Ectopic BCL11B disrupts the activity of early hematopoietic transcription factors to skew lineage commitment Free

Enhancer hijacking events that aberrantly activate the T-lineage transcription factor (TF) gene, BCL11B, define a subtype of lineage ambiguous leukemia with T- and/or myeloid immunophenotype (“BCL11B-a” leukemia). Despite this lineage ambiguity, the gene expression profile of BCL11B-a leukemia resembles CD34+ hematopoietic stem and progenitor cells (HSPCs), suggesting an extra-thymic HSPC cell of origin wherein BCL11B exerts ectopic oncogenic activity. How ectopic BCL11B perturbs hematopoietic development to drive lineage skewing and transformation remains unknown. Here, we investigated mechanisms of ectopic BCL11B gene regulatory activity using viral expression in non-BCL11B expressing HSPCs, putative cells of origin for BCL11B-a leukemia.

We first investigated how developmental stage impacts ectopic BCL11B activity. We examined lineage commitment and T-lineage skewing as indicators of oncogenic BCL11B transcriptional activity using an in vitro single cell lineage-output assay in subsets of human cord blood HSPCs: hematopoietic stem cells (HSC), multi-lymphoid progenitors (MLP), common myeloid progenitors (CMP) and granulocyte-monocyte progenitors (GMP). Ectopic BCL11B preferentially induced T-lineage skewing (cytoplasmic CD3 positivity) in CMPs, to a lesser extent in HSCs and MLPs, and not in GMPs. Moreover, ectopic BCL11B promoted mixed erythroid-myeloid single cell-derived colonies at the expense of erythroid-only colonies in CMPs, compared to control CMPs, thus identifying a developmental window amenable to ectopic BCL11B lineage skewing.

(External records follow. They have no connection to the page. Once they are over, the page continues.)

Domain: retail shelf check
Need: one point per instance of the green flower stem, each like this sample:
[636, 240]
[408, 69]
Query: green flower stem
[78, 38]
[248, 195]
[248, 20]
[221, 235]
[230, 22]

To interrogate how ectopic BCL11B perturbs developmental gene programs, we used CUT&RUN to profile ectopic BCL11B chromatin binding in bulk HSPCs. We first examined whether ectopic BCL11B would bind its canonical T-lineage sites in an ectopic context. Compared to published thymic progenitor data, 54% of ectopic BCL11B sites were unique to HSPCs, indicating that cell-intrinsic factors direct BCL11B occupancy in different cellular contexts. To explore potential factors, we analyzed published binding data for key HSPC TFs (RUNX1, FLI1, LMO2, ERG, TAL1, GATA2, and LYL1) and identified RUNX1 as most strongly correlated with BCL11B binding in HSPCs. We confirmed RUNX1 at 74% of BCL11B sites in HSPCs and 87% of BCL11B sites in primary BCL11B-a leukemia cells, thus nominating RUNX1 as a molecular determinant of ectopic BCL11B binding.

Although ectopic BCL11B was recruited to RUNX1-occupied sites in HSPCs, CUT&RUN showed globally reduced RUNX1 binding following enforced BCL11B expression. To assess whether BCL11B directly interfered with RUNX1 binding at these sites, we employed a dTAG approach to acutely degrade BCL11B and then re-measured RUNX1 occupancy. RUNX1 returned to a subset of sites following acute (6 hr) BCL11B degradation, most (76%) of which were promoter-distal and enriched near genes involved in HSC differentiation (e.g. CD34, LMO2, IL1B), demonstrating that ectopic BCL11B directly interferes with RUNX1 binding in HSPCs as one mechanism to disrupt gene regulation.

To assess how ectopic BCL11B perturbs chromatin regulation more globally, we performed ATAC-seq in HSPCs 4 days post BCL11B transduction. Nearly one-quarter of open chromatin sites changed accessibility: most (77%) lost accessibility and were enriched for PU.1 binding, while regions that gained accessibility were enriched for GATA2 binding. BCL11B was previously reported to associate with SWI/SNF chromatin remodeling complexes, and we identified the core SWI/SNF member BRG1 as a chromatin-associated BCL11B interacting partner in BCL11B-a PDX cells, suggesting that ectopic BCL11B regulates chromatin accessibility by directly modulating SWI/SNF targeting. To test this, we performed ATAC-seq following acute BCL11B degradation and observed increased recruitment of BRG1 to newly accessible sites, confirming BCL11B's ability to selectively direct SWI/SNF to chromatin and regulate access of opposing TFs.

Collectively, these data demonstrate that ectopic BCL11B can disrupt the activity of at least 3 TFs in HSPCs, including blocking RUNX1 chromatin binding and potentiating a GATA2 regulated chromatin network at the expense of PU.1. These perturbations differ from BCL11B's normal gene-regulatory activity in thymocytes and are consistent with arrested hematopoietic differentiation and lineage skewing observed in BCL11B-a leukemia. Thus, targeting the ectopic BCL11B-chromatin remodeling axis could be of therapeutic benefit.